Here's the picture of Fernando Pereira, killed in the bomb attack that sunk the first Rainbow Warrior in Auckland harbour when the French government, in a massive miscalculation, sought to shut us down for opposing their nuclear weapons testing programme in the Pacific.
And here's one of Dave the Dolphin, a meter-high wood carving that graced the bow of the second Warrior. I remember watching flying fish in the dawn light over the Bay of Bengal with Dave, and hearing Pete Wilcox tell the story about how Dave once was a real dolphin who loved playing in the bow wave of the ship and wanted desperately to join the crew.

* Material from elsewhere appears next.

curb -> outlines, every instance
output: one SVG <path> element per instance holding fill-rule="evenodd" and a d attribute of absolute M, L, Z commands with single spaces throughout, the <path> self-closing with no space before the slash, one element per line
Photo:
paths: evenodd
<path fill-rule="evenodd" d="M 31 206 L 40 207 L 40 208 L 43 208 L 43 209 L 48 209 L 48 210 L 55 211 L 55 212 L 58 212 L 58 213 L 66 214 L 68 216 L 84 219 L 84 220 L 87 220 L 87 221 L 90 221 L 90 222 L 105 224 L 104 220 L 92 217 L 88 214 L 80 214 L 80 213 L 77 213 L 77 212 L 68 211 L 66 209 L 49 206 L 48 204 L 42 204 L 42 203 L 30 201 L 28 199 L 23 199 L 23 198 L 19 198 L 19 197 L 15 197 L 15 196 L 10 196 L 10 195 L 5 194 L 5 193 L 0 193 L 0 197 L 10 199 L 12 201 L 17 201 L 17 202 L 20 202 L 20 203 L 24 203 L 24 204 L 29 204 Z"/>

Alas, as he was a dolphin, he was turned down, so he went to Neptune, the God of the Sea, to ask for help. Neptune asked if he had heard the story of Pinnochio, and Dave eagerly accepted the proposal that they turn that story on its head, and turn the real dolphin into a wooden one, so he could join the Rainbow Warrior.
The mystery about Dave is his name. Some say he's named for the Bible story of David and Goliath -- a fitting fable for Greenpeace's slingshot battles with corporate, military, and government giants since our founding.
Others say he was named for my former boss, David McTaggart, who wrangled the early organisation from a disjointed collective of scattered offices linked only by name, into a globally coordinated force.
I like to think the latter.
Both Dave the Dolphin and David McTaggart are only with this ship in spirit now, David having died in 2001 and Dave finding a new home at the Greenpeace International headquarters where he's been given a desk job. Alas, there's no room for him aboard the new ship with its tight quarters and a deck that's rigged for five sails as big as four tennis courts.
But as I heard the watch working through the cabins this morning to wake the crew, I like to think that McTaggart himself was making those rounds with him, rousing us from slumber in his hyperactive, don't-waste-a-minute way to say there's environmental crimes to be challenged, a storm ahead, and an elusive dream of a green and peaceful planet that may not yet be visible on the charts, but which might be just beyond that western horizon, and which we need to head for at full sail.
Good luck Rainbow Warrior III in all your exploits. Since the first Rainbow Warrior, a former fishing trawler, set sail for Greenpeace in 1978, those around the world who yearn for a greener more peaceful planet have exploded in numbers, and you now ride on a wave of enthusiasm from your ever growing well-wishers.